Contribution Explorer (ML-Powered Function)¶
Contribution Explorer is designed to streamline and improve the process of root cause analysis around changes in observed metrics. Taking values of some metric over time, Contribution Explorer analyzes shifts in data with respect to that metric to determine which data segments are driving each shift.
Note
Contribution Explorer is part of a suite of analysis features powered by machine learning algorithms.
For example, if you’re tracking sales, Contribution Explorer can help you identify the locations, salespeople, customers, industry verticals, and other factors that are driving a revenue shortfall. Then you can take immediate, targeted corrective action.
Good candidate datasets for analysis with Contribution Explorer have the following characteristics:
One or more strictly non-negative metrics. The change in metric from one row to the next may be negative, but the metric itself must never be.
One or more timestamps.
Columns or dimensions that can be used to segment the data. These are often categorical (location, market segment, etc.) but may be continuous (i.e., quantitative, such as temperature or attendance).
To use Contribution Explorer directly in your queries and pipelines, call the TOP_INSIGHTS table function. This function finds the most important dimensions in a dataset, builds segments from those dimensions, and then detects which of those segments influenced the metric.

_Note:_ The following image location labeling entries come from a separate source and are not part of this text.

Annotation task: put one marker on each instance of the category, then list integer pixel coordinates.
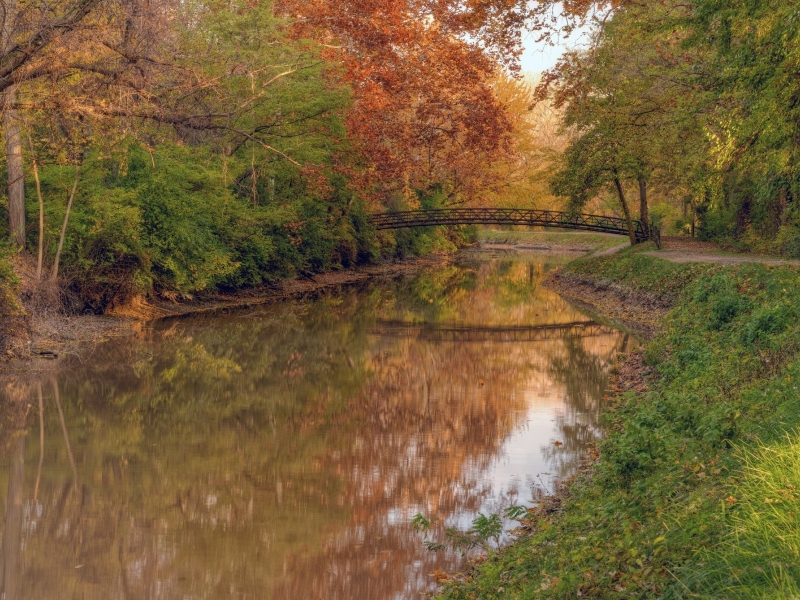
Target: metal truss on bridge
(532, 333)
(506, 216)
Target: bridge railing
(507, 216)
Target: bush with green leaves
(696, 480)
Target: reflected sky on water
(280, 452)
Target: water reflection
(281, 452)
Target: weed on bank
(696, 492)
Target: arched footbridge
(512, 216)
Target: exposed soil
(51, 332)
(535, 246)
(638, 311)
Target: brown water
(281, 452)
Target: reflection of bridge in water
(511, 333)
(512, 216)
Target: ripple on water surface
(281, 452)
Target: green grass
(651, 519)
(598, 241)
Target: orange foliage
(423, 108)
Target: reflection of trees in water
(281, 452)
(582, 369)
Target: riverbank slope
(694, 492)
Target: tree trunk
(626, 210)
(16, 176)
(644, 213)
(41, 220)
(54, 274)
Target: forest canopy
(179, 148)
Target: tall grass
(760, 556)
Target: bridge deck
(507, 216)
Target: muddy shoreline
(52, 334)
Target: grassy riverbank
(695, 491)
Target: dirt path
(683, 250)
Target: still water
(280, 452)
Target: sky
(538, 57)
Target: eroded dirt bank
(639, 311)
(51, 333)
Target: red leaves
(423, 111)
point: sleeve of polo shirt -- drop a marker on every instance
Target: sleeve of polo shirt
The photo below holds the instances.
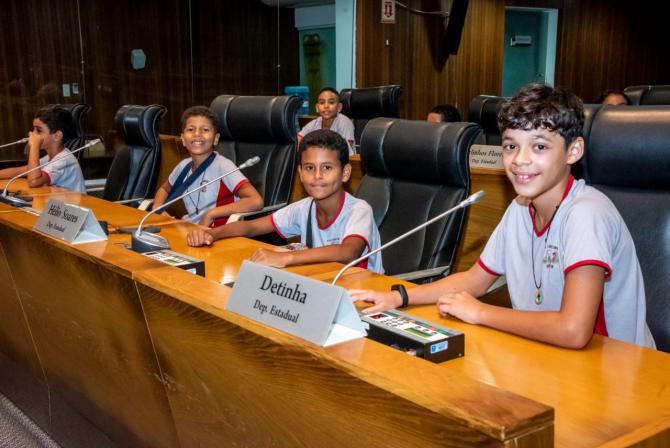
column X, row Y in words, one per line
column 589, row 235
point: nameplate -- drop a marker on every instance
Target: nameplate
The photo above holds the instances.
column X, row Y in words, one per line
column 70, row 223
column 486, row 156
column 304, row 307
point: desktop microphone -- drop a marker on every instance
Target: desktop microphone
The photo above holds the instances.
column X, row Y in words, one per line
column 476, row 197
column 146, row 241
column 18, row 142
column 18, row 202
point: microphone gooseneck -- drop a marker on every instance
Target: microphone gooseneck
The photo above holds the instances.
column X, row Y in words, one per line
column 476, row 197
column 147, row 241
column 18, row 142
column 21, row 202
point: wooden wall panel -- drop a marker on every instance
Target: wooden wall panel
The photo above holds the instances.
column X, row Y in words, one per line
column 410, row 58
column 601, row 44
column 611, row 44
column 231, row 47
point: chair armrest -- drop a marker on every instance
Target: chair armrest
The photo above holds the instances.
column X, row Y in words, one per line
column 145, row 204
column 440, row 271
column 258, row 213
column 93, row 185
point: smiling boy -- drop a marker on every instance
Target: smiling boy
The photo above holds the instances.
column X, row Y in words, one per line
column 333, row 224
column 568, row 257
column 328, row 106
column 52, row 126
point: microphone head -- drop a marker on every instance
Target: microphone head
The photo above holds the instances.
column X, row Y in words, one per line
column 250, row 162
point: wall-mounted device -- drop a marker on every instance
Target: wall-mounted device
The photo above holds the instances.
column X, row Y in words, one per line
column 138, row 60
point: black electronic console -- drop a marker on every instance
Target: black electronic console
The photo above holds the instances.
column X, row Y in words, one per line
column 415, row 336
column 192, row 265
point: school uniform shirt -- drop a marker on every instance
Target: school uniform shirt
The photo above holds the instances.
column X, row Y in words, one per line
column 341, row 124
column 64, row 171
column 353, row 220
column 214, row 195
column 587, row 229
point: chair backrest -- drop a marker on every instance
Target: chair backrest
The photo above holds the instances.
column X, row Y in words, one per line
column 136, row 164
column 261, row 126
column 416, row 170
column 483, row 110
column 362, row 105
column 648, row 95
column 628, row 159
column 79, row 113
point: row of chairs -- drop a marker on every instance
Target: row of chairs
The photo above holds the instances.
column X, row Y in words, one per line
column 415, row 170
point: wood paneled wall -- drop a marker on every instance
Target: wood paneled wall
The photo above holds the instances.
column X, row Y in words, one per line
column 601, row 44
column 196, row 50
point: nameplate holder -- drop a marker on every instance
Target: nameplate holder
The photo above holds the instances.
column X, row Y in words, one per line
column 304, row 307
column 486, row 156
column 70, row 223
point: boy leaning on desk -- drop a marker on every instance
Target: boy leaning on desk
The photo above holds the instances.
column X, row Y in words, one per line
column 210, row 206
column 52, row 127
column 568, row 257
column 334, row 225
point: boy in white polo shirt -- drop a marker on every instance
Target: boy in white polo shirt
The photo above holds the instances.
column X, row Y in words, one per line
column 52, row 126
column 328, row 106
column 333, row 224
column 210, row 206
column 564, row 248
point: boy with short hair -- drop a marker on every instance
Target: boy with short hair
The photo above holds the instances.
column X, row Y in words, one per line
column 52, row 126
column 443, row 113
column 212, row 205
column 328, row 107
column 563, row 246
column 340, row 226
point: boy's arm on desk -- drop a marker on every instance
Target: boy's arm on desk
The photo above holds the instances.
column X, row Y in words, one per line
column 348, row 250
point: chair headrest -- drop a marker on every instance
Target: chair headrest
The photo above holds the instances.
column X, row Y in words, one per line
column 262, row 119
column 648, row 95
column 371, row 102
column 137, row 125
column 483, row 110
column 418, row 151
column 629, row 146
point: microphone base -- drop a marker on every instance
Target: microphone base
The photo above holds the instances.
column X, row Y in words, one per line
column 148, row 242
column 16, row 201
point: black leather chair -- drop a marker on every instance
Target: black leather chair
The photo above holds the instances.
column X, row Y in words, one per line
column 134, row 171
column 628, row 159
column 416, row 170
column 648, row 95
column 483, row 110
column 261, row 126
column 362, row 105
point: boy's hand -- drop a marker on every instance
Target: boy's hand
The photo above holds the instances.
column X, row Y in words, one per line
column 383, row 301
column 206, row 220
column 200, row 237
column 35, row 140
column 460, row 305
column 271, row 258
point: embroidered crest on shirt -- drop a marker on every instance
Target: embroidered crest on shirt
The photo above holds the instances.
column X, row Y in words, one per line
column 550, row 256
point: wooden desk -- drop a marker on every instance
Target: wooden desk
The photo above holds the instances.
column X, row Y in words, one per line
column 148, row 353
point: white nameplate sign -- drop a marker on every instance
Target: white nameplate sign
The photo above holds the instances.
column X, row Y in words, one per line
column 307, row 308
column 70, row 223
column 486, row 156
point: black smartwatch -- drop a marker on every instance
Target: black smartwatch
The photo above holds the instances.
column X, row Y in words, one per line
column 403, row 294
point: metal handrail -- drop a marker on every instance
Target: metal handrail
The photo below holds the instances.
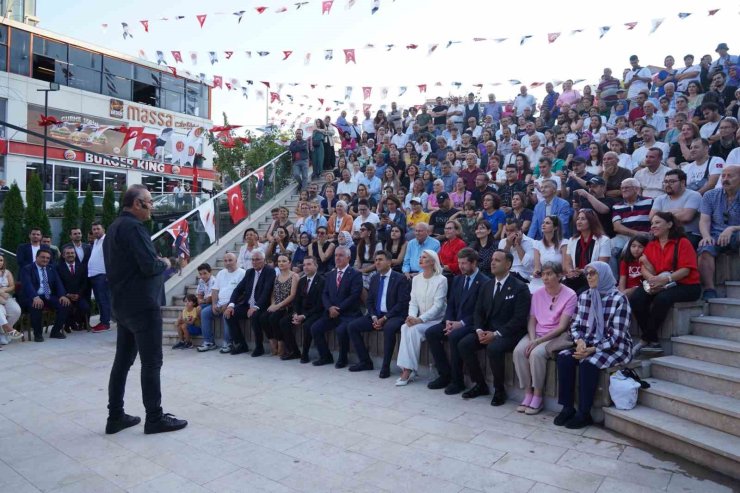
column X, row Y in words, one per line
column 239, row 182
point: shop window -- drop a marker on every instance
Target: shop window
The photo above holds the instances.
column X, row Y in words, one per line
column 20, row 52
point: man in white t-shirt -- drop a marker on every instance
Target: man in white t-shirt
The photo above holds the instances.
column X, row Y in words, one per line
column 636, row 79
column 226, row 281
column 702, row 174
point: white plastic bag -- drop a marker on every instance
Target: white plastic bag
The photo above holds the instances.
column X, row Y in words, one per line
column 623, row 391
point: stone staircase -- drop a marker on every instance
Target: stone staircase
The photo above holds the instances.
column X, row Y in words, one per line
column 692, row 408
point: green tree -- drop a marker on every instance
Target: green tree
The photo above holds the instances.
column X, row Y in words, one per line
column 71, row 218
column 13, row 212
column 109, row 207
column 35, row 211
column 88, row 213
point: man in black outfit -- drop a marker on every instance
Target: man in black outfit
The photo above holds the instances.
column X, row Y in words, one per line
column 134, row 273
column 250, row 296
column 458, row 323
column 501, row 315
column 387, row 308
column 307, row 308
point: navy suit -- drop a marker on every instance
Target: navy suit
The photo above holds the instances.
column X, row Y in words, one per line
column 241, row 296
column 460, row 308
column 397, row 298
column 30, row 285
column 346, row 297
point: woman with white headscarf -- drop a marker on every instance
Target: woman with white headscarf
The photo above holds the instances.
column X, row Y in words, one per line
column 426, row 308
column 600, row 331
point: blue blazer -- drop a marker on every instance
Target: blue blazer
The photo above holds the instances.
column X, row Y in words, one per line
column 461, row 306
column 30, row 283
column 560, row 208
column 347, row 296
column 397, row 296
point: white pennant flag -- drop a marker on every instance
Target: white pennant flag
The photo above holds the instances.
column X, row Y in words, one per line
column 208, row 218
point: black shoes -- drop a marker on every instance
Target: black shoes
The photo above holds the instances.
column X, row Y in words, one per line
column 438, row 383
column 565, row 415
column 476, row 391
column 240, row 348
column 362, row 367
column 167, row 422
column 499, row 398
column 114, row 425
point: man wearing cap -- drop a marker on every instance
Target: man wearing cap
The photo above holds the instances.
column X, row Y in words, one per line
column 724, row 61
column 440, row 217
column 636, row 79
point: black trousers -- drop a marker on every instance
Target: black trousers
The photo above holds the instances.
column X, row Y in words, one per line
column 240, row 313
column 496, row 350
column 651, row 310
column 452, row 368
column 37, row 315
column 141, row 334
column 588, row 378
column 390, row 329
column 287, row 331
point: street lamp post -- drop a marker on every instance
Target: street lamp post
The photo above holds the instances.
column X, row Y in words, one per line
column 53, row 87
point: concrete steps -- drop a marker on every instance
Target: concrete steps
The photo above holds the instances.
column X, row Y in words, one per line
column 701, row 444
column 717, row 327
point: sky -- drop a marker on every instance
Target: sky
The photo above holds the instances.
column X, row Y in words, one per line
column 400, row 22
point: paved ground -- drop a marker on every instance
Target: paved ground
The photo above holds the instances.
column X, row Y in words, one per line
column 266, row 425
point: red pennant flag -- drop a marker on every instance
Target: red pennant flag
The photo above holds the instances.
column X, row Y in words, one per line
column 349, row 55
column 236, row 204
column 147, row 142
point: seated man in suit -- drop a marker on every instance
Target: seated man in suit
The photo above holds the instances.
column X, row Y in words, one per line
column 457, row 324
column 74, row 278
column 26, row 252
column 41, row 288
column 341, row 300
column 501, row 316
column 307, row 309
column 387, row 308
column 250, row 296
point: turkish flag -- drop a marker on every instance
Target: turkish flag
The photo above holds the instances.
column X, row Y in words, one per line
column 236, row 204
column 146, row 141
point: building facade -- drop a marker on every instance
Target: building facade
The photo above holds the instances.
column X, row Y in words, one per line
column 134, row 121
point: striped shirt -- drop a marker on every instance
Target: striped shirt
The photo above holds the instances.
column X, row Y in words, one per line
column 634, row 216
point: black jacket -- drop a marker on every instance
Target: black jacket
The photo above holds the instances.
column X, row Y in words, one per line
column 132, row 267
column 508, row 313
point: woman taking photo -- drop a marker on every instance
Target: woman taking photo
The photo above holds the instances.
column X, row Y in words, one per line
column 283, row 293
column 485, row 244
column 669, row 267
column 589, row 244
column 600, row 331
column 550, row 313
column 10, row 311
column 426, row 308
column 396, row 246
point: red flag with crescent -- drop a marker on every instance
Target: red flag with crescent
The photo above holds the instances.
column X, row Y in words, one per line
column 236, row 204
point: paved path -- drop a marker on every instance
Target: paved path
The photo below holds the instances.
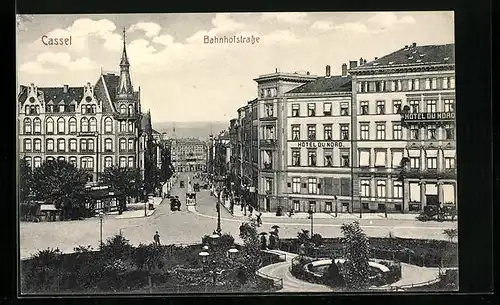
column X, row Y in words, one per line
column 189, row 227
column 290, row 283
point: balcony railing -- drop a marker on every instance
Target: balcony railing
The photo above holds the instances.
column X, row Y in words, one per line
column 123, row 116
column 267, row 142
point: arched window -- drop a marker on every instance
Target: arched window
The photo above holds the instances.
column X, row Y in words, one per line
column 123, row 144
column 27, row 125
column 60, row 125
column 93, row 124
column 108, row 125
column 131, row 144
column 27, row 145
column 90, row 144
column 72, row 125
column 61, row 145
column 37, row 161
column 72, row 161
column 123, row 162
column 37, row 145
column 108, row 162
column 72, row 144
column 37, row 125
column 108, row 145
column 49, row 126
column 50, row 145
column 83, row 145
column 84, row 125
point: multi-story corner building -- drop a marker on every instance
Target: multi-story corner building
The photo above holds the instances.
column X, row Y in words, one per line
column 404, row 106
column 188, row 155
column 317, row 173
column 269, row 121
column 92, row 127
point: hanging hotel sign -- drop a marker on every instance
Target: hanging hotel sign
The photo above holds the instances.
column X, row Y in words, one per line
column 428, row 116
column 318, row 144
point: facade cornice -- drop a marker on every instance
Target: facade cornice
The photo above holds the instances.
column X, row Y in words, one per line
column 407, row 68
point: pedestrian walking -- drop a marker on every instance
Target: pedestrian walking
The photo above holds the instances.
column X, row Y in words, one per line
column 157, row 239
column 259, row 220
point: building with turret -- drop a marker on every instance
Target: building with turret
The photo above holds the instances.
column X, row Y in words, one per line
column 92, row 127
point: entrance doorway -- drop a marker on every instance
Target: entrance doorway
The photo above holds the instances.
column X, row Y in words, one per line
column 432, row 199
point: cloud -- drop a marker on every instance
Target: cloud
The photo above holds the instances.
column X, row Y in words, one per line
column 388, row 19
column 84, row 29
column 279, row 37
column 222, row 22
column 150, row 29
column 287, row 17
column 49, row 63
column 322, row 25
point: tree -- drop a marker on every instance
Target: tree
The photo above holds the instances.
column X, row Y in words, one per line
column 356, row 254
column 25, row 180
column 451, row 234
column 125, row 180
column 62, row 184
column 251, row 245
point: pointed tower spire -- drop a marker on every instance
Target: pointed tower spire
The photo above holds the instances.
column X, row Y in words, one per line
column 124, row 90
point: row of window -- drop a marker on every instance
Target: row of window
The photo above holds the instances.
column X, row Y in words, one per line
column 434, row 83
column 86, row 145
column 85, row 162
column 86, row 125
column 312, row 158
column 416, row 132
column 327, row 109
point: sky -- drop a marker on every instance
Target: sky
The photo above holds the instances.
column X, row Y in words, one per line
column 184, row 79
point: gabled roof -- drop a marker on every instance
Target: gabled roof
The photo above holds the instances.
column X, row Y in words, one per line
column 415, row 55
column 326, row 84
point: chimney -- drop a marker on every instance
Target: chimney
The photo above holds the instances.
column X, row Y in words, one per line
column 344, row 69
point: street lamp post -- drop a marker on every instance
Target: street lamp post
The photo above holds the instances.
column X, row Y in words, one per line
column 311, row 213
column 101, row 215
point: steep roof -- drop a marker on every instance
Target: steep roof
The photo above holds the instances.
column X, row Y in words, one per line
column 415, row 55
column 326, row 84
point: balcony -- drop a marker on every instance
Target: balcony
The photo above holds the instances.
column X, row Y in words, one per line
column 267, row 166
column 268, row 142
column 268, row 118
column 126, row 116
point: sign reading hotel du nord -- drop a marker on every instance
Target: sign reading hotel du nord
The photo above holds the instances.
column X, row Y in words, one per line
column 429, row 116
column 318, row 144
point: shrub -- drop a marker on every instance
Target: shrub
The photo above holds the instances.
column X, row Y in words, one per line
column 317, row 239
column 117, row 247
column 333, row 277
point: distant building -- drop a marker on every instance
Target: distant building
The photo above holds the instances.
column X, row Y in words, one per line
column 92, row 127
column 188, row 155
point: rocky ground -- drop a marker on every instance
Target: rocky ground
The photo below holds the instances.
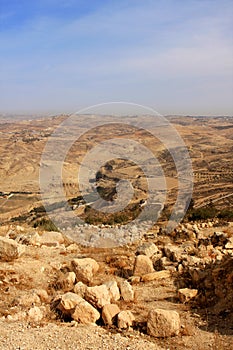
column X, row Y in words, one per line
column 162, row 292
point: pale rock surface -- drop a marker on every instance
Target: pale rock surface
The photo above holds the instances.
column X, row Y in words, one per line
column 51, row 238
column 163, row 323
column 27, row 299
column 85, row 269
column 186, row 294
column 113, row 291
column 98, row 296
column 229, row 244
column 84, row 312
column 80, row 289
column 67, row 281
column 142, row 265
column 157, row 275
column 127, row 291
column 125, row 319
column 109, row 311
column 35, row 314
column 68, row 302
column 147, row 249
column 9, row 249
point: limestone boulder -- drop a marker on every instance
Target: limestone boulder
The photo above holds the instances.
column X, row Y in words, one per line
column 127, row 292
column 10, row 250
column 163, row 323
column 85, row 269
column 109, row 312
column 142, row 265
column 125, row 319
column 98, row 296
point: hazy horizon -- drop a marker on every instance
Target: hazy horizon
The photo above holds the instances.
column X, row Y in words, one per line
column 60, row 56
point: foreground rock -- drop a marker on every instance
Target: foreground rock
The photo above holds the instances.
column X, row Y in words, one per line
column 98, row 296
column 109, row 312
column 125, row 319
column 9, row 249
column 113, row 290
column 148, row 249
column 186, row 294
column 143, row 265
column 85, row 269
column 163, row 323
column 51, row 238
column 127, row 291
column 157, row 275
column 77, row 308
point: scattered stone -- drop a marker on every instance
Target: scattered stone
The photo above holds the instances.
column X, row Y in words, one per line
column 68, row 302
column 31, row 238
column 157, row 275
column 27, row 299
column 142, row 265
column 80, row 289
column 109, row 312
column 98, row 296
column 127, row 291
column 43, row 295
column 35, row 314
column 113, row 291
column 147, row 249
column 19, row 316
column 72, row 248
column 84, row 312
column 67, row 281
column 173, row 253
column 186, row 294
column 125, row 319
column 229, row 244
column 51, row 238
column 163, row 323
column 85, row 269
column 9, row 249
column 134, row 279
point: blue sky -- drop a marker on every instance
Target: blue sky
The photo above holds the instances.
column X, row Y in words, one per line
column 173, row 55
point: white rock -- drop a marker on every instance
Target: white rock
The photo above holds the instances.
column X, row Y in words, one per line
column 186, row 294
column 125, row 319
column 127, row 291
column 80, row 289
column 35, row 314
column 163, row 323
column 85, row 313
column 51, row 238
column 98, row 296
column 85, row 269
column 68, row 302
column 113, row 290
column 147, row 249
column 9, row 249
column 142, row 265
column 109, row 311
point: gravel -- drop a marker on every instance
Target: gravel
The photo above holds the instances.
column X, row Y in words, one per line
column 21, row 336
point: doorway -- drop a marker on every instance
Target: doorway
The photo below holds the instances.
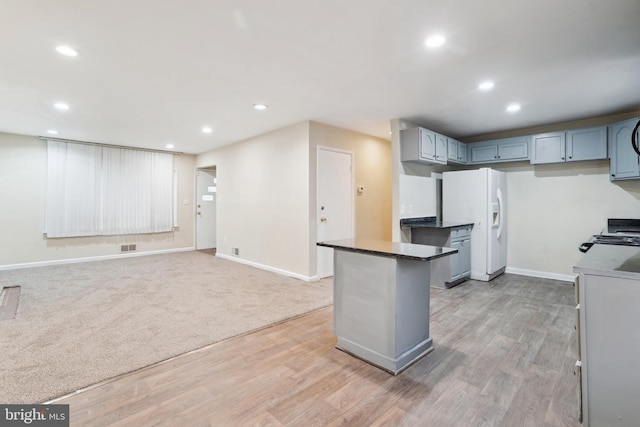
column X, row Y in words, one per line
column 335, row 203
column 206, row 195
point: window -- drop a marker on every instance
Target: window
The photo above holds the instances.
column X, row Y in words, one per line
column 97, row 190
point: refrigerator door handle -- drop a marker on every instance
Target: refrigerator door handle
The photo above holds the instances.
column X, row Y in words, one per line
column 500, row 213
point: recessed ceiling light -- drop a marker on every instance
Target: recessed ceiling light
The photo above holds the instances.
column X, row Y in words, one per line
column 486, row 85
column 435, row 40
column 513, row 108
column 67, row 51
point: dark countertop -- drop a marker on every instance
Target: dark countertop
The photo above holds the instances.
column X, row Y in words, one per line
column 430, row 222
column 611, row 260
column 390, row 249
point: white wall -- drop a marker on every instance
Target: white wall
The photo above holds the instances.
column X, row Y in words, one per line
column 267, row 194
column 263, row 199
column 22, row 212
column 552, row 208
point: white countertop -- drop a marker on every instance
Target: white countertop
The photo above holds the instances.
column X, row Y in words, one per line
column 611, row 260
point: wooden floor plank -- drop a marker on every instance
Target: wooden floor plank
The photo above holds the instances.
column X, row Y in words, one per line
column 501, row 359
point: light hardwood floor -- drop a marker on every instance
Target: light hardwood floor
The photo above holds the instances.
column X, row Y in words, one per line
column 504, row 356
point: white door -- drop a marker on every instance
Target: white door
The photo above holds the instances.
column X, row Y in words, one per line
column 206, row 209
column 335, row 203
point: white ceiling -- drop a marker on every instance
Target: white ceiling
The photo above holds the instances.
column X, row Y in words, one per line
column 155, row 72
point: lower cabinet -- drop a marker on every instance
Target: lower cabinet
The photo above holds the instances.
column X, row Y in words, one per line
column 609, row 349
column 454, row 269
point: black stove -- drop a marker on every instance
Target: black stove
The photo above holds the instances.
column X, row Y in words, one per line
column 619, row 232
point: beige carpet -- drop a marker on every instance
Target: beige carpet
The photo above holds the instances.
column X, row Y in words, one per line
column 80, row 324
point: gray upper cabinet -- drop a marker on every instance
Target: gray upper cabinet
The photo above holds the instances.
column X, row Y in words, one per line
column 484, row 153
column 548, row 148
column 456, row 151
column 569, row 146
column 452, row 150
column 624, row 160
column 441, row 149
column 463, row 151
column 587, row 144
column 423, row 145
column 500, row 150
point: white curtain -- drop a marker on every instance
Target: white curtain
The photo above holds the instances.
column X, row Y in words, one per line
column 94, row 190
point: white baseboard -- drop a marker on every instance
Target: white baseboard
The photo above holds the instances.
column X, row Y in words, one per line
column 267, row 267
column 541, row 274
column 89, row 259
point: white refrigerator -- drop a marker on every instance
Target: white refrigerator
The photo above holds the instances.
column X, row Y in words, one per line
column 478, row 196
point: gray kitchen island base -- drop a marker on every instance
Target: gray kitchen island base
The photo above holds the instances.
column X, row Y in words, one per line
column 381, row 307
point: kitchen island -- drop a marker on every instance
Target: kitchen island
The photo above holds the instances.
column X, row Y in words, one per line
column 608, row 315
column 381, row 300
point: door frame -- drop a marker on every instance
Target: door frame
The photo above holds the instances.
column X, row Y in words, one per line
column 195, row 203
column 353, row 195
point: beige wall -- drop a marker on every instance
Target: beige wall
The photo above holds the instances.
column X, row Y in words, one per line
column 372, row 170
column 263, row 199
column 22, row 214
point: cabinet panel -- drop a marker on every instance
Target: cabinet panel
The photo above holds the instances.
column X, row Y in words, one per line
column 427, row 144
column 624, row 160
column 441, row 149
column 517, row 150
column 454, row 261
column 452, row 150
column 462, row 152
column 423, row 145
column 548, row 148
column 456, row 151
column 500, row 150
column 464, row 257
column 484, row 154
column 587, row 144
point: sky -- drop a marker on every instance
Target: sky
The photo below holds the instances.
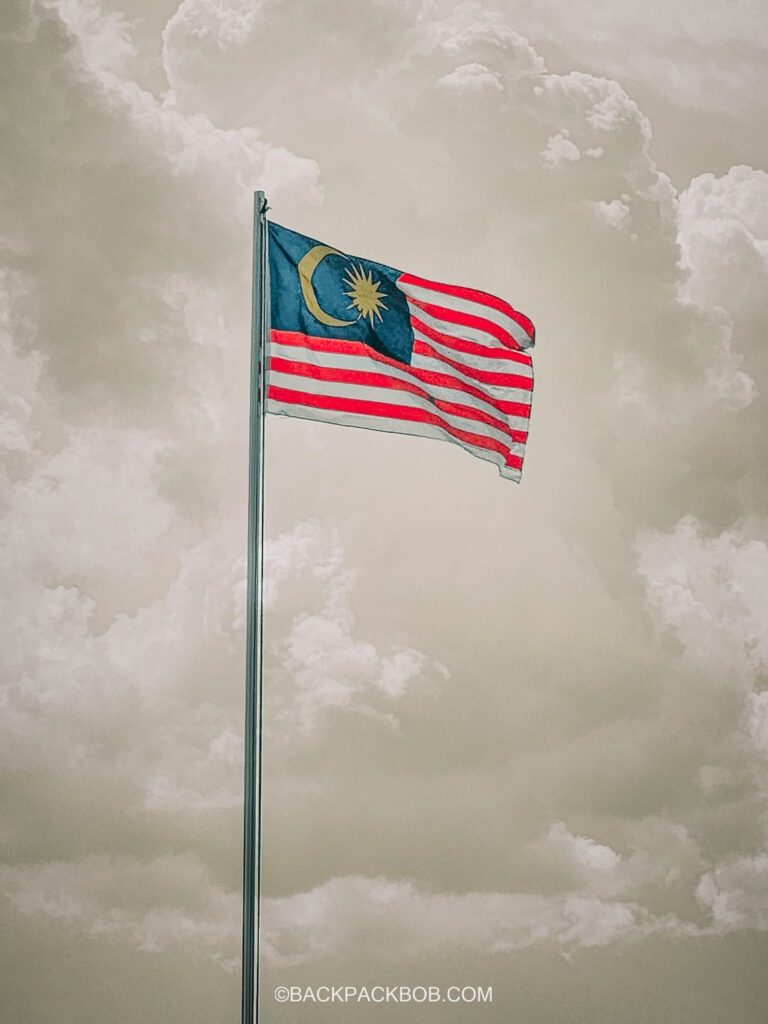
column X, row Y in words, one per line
column 515, row 735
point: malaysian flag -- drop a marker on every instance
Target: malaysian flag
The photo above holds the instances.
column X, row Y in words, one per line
column 359, row 343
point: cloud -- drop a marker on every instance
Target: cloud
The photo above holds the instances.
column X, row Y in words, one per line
column 377, row 915
column 168, row 903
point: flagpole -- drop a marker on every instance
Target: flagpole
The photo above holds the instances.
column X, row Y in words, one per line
column 254, row 634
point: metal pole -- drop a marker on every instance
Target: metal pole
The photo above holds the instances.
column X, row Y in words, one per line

TOP_INSIGHTS is well-suited to extracting root causes from datasets with a large number of dimensions. Continuous dimensions are also supported, and the results can indicate dimensions with negative conditions (for example, “region is not North America”).
The results of TOP_INSIGHTS are the dimensions contributing to variation in the data.
Tip
To use Contribution Explorer to analyze a dashboard query, you might need to add dimensional columns that you wouldn’t usually include in your query when aggregating a metric across all dimensions.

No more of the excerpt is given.